# Basic Vfd Questions



## dbassing (Nov 21, 2016)

Hello all,
I am in the process of installing a 3 phase motor on my Clausing 8520 mill and have decided on a TECO N3-202-CS VFD. I have been reading the manual online and have a pretty good idea about the overall ideas such as wiring and programming. Couple of basic questions:
Is there an on/off switch on the VFD or is it always powered up as long as the circuit feeding it is on?

What type of wiring is suitable for running from the VFD to remote switches near the mill for start, stop, forward, reverse and speed?

Thoughts on enclosure for the VFD? Cooling fan?

Thanks for any ideas and if someone has some pics of their installation please post those too.

David


----------



## gr8legs (Nov 21, 2016)

I have Teco drives on my mill and lathe. They seem pretty bullet-proof.

The drive does not have a power switch, turn off the breaker in the panel or just leave it on - they draw practically nothing at idle.

The control circuitry is low current at less than 24 volts and you can use most any wire for the controls. The limiting factor is if the wire is exposed or runs across the floor you want something rugged enough to withstand that service.

The VFD probably already has a cooling fan built in. I would not bother with an enclosure, just mount the unit on the wall so you can see the readout and get to the keyboard controls easily when you need to tweak the settings.

Stu


----------



## mksj (Nov 22, 2016)

A few things to consider, the manuals usually give some guidance as to wire gauge and type. I use shielded wire for my control lines (12-24VDC usually a few milli amps of current), unlikely you would have any issues with short cabling, but worth the additional safety if you are going remote controls more than a couple of feet away. I usually use anything from 18-22G stranded wire cable, something like 6C or 7C (depends on the controls and remote speed pot).  I would use 3 wire control on a mill, very simple. You would probably want an E-Stop, speed control, momentary off, momentary on, spindle direction. Maybe an inexpensive tach. but this would require a 12VDC power supply.  http://www.hobby-machinist.com/threads/why-use-a-switch-button-panel.50646/#post-425598

The VFD to motor cable can generate a lot of electrical noise, I know of a few people that have had problems. If you have longer motor cable runs (more than 4') you might use flexible shielded conduit or shielded cable, since it is 3 phase, you need 3 conductors and a ground (separate from the shield drain wire). It is recommended that the shields all be grounded at the VFD. If you are going to use a remote speed pot, the cable should be shielded if more than a few feet, something like 22-24G 3C or 4C. Without the shielding I have seen significant noise/jitter picked from 6-12' unshielded speed cables.
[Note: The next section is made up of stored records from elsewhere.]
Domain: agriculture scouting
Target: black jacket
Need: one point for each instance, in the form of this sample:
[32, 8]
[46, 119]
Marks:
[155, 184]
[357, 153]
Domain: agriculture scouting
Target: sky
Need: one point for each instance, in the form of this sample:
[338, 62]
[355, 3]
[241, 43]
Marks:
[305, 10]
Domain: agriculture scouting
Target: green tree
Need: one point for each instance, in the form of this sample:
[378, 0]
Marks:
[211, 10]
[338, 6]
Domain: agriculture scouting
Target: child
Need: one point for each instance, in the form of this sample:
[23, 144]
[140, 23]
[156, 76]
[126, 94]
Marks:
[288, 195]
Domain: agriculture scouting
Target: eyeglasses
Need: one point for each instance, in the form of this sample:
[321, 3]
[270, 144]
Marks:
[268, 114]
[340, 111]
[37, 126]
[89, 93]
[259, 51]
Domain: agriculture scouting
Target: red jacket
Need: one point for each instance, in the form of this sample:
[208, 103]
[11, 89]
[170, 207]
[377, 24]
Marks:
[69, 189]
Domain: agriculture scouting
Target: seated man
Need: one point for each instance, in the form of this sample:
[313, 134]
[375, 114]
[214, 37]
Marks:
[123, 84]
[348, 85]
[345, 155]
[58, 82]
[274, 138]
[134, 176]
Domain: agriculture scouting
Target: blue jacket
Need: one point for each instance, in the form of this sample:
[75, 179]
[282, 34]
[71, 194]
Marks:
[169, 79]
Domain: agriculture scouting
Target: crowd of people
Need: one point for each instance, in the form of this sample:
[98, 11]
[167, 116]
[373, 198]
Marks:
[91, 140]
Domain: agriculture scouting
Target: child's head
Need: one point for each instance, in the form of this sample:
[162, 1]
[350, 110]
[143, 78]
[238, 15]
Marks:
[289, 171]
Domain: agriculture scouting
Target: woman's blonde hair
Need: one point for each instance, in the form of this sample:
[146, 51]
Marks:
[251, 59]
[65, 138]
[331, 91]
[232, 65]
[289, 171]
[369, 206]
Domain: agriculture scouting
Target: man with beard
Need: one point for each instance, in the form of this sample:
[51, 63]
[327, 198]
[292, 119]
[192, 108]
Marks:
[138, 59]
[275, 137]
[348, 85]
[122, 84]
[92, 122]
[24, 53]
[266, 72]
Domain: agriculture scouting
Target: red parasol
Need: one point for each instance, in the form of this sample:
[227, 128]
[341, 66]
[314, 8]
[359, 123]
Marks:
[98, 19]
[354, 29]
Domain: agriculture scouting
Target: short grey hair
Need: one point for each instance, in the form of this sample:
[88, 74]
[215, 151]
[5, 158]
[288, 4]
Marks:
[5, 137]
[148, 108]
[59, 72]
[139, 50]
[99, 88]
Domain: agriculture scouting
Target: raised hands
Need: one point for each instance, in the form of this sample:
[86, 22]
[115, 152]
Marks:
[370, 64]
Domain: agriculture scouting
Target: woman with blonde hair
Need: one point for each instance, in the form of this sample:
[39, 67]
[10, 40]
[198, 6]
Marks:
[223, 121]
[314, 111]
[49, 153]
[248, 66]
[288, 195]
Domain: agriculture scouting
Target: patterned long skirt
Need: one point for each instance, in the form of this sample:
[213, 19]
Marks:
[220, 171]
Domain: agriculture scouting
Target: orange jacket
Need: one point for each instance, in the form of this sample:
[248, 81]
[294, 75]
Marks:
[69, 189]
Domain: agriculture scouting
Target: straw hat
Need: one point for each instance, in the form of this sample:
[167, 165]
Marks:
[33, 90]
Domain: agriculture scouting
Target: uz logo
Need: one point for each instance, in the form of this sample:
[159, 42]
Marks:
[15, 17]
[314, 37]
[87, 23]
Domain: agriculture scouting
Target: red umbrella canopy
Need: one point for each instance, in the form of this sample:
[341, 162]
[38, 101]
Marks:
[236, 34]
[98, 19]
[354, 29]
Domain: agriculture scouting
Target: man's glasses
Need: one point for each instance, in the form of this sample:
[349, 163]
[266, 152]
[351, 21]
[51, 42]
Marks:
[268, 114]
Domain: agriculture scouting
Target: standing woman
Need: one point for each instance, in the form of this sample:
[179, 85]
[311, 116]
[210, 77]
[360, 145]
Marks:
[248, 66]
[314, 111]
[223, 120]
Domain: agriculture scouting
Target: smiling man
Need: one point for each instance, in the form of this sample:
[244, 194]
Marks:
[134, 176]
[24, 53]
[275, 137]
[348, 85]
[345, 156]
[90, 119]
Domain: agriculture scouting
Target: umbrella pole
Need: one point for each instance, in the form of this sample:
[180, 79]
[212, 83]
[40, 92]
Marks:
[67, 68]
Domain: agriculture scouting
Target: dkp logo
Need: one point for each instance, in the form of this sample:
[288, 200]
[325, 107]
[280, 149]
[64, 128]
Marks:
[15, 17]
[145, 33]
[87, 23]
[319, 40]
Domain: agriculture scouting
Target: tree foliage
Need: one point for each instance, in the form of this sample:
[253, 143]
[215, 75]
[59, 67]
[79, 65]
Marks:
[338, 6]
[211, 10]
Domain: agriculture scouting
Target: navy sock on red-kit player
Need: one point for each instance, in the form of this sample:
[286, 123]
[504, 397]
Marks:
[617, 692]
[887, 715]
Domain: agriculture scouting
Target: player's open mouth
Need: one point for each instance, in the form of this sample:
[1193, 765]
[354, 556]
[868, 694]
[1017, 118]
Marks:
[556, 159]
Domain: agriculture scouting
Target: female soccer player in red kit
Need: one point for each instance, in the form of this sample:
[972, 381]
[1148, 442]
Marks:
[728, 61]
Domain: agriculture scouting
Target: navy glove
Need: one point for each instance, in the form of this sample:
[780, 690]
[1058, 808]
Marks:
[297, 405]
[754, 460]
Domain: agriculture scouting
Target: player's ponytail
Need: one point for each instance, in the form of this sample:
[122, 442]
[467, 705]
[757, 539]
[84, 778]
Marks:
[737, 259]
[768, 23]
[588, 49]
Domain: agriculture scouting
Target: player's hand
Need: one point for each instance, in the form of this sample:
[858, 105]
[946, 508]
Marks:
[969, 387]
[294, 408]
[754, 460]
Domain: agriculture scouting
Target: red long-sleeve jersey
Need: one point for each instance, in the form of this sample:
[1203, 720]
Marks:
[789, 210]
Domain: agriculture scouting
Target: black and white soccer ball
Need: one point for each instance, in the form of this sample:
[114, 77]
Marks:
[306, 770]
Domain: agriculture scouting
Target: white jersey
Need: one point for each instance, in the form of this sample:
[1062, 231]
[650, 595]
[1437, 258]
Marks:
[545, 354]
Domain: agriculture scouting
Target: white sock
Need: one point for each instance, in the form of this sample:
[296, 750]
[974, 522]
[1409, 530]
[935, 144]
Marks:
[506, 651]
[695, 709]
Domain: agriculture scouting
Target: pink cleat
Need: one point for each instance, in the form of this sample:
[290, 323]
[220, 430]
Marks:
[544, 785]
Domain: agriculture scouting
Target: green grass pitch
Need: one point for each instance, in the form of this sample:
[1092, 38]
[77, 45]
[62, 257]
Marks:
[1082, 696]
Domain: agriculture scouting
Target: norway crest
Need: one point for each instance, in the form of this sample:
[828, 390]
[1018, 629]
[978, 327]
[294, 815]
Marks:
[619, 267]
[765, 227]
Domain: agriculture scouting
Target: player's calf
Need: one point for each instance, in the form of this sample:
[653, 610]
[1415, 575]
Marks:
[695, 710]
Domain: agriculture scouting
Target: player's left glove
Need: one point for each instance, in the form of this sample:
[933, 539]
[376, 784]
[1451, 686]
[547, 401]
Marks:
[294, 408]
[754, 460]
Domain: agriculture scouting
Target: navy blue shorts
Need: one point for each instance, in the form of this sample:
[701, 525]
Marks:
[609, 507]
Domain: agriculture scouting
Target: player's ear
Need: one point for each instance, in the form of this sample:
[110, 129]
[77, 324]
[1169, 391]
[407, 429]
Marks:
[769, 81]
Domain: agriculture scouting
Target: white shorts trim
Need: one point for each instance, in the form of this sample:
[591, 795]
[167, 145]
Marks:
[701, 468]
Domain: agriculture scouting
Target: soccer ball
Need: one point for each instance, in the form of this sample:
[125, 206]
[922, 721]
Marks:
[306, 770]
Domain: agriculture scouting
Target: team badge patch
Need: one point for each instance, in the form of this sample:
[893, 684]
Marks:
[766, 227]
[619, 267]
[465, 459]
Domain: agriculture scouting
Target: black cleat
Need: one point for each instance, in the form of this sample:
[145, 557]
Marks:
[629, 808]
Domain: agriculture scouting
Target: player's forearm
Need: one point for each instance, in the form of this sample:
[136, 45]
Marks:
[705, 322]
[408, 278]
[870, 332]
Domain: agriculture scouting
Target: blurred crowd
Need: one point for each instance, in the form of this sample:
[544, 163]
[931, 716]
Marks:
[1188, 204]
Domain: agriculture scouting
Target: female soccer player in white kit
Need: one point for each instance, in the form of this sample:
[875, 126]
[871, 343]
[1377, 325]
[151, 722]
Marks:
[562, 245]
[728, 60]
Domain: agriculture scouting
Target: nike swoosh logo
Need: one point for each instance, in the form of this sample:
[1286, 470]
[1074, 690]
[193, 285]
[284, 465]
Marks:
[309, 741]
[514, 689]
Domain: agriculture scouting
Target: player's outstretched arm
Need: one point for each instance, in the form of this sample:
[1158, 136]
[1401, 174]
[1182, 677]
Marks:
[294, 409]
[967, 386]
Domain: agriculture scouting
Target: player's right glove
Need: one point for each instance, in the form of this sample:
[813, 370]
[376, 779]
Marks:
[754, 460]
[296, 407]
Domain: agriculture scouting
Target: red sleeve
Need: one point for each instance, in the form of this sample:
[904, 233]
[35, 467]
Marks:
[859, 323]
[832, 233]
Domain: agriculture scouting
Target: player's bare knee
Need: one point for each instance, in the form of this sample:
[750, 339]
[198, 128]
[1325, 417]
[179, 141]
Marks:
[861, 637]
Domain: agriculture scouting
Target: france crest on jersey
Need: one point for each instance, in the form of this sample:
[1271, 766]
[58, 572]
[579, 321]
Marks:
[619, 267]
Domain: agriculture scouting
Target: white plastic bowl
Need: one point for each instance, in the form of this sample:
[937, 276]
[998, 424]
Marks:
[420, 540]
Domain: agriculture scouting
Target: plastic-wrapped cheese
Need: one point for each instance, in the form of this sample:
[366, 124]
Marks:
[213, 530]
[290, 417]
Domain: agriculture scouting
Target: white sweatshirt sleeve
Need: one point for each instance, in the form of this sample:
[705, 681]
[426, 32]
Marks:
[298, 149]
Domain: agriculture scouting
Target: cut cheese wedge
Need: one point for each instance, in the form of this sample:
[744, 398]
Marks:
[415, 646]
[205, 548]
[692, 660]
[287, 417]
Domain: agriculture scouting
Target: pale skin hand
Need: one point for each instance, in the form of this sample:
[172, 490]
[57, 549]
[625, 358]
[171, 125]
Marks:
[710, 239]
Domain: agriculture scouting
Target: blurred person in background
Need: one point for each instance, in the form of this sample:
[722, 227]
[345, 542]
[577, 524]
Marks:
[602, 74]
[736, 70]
In any case, do not tie the motor cable with the signal cable wires. In a mill, with very short wiring distances, electrical noise may not be an issue. I just follow the manual recommendations, and have not had any problem with dozens of VFD systems.  

Do not use a household GFI, they will usually trip with a VFD. Industrial GFI have a higher trip point and are less likely to be a problem with VFDs.

If your VFD is going to be exposed to chips or spray, you might consider an enclosure. The need for venting/fan is often a function of the cabinet size and the VFD ratings/fan settings.  On a mill, the work load is pretty light on a manual machine. If you do use an enclosure, you might consider some passive venting, either 4" aluminum screened soffits or computer fan screens. Heat kills the electrical components, especially electrolytic capacitors in the power supply. I have seen mill installs w/wo enclosures, but if you think it could be exposed to flying chips/coolant than use an enclosure or a box with an open front. This can also depend on the VFD Nema rating, the Teco N3 is Nema 1. Different options, on a mill I would keep it pretty simple.


----------



## JimDawson (Nov 22, 2016)

I leave mine powered up all the time.  Turns off with the breaker in the panel if needed.

Any 8 conductor cable will work for the switches, stranded conductor CAT5 ethernet cable would be fine.  Cheap and available anywhere.

Here is how I did mine:



Mounted the VFD on the back of the electrical cabinet, but it could mount on the back if the mill or on the wall.  Most of the cables you see here have nothing to do with the VFD.



The way I had mine lashed up before I installed the new VFD is just to mount the VFD on the head in place of the original switch.  Just operated it from the front panel.


----------



## dbassing (Nov 27, 2016)

Thanks all for the info. I'll be buying a VFD soon. Have the 240 v single phase already run in EMT to the mill location. Will try to post pics once I get everything set up.
Thanks again,
David


----------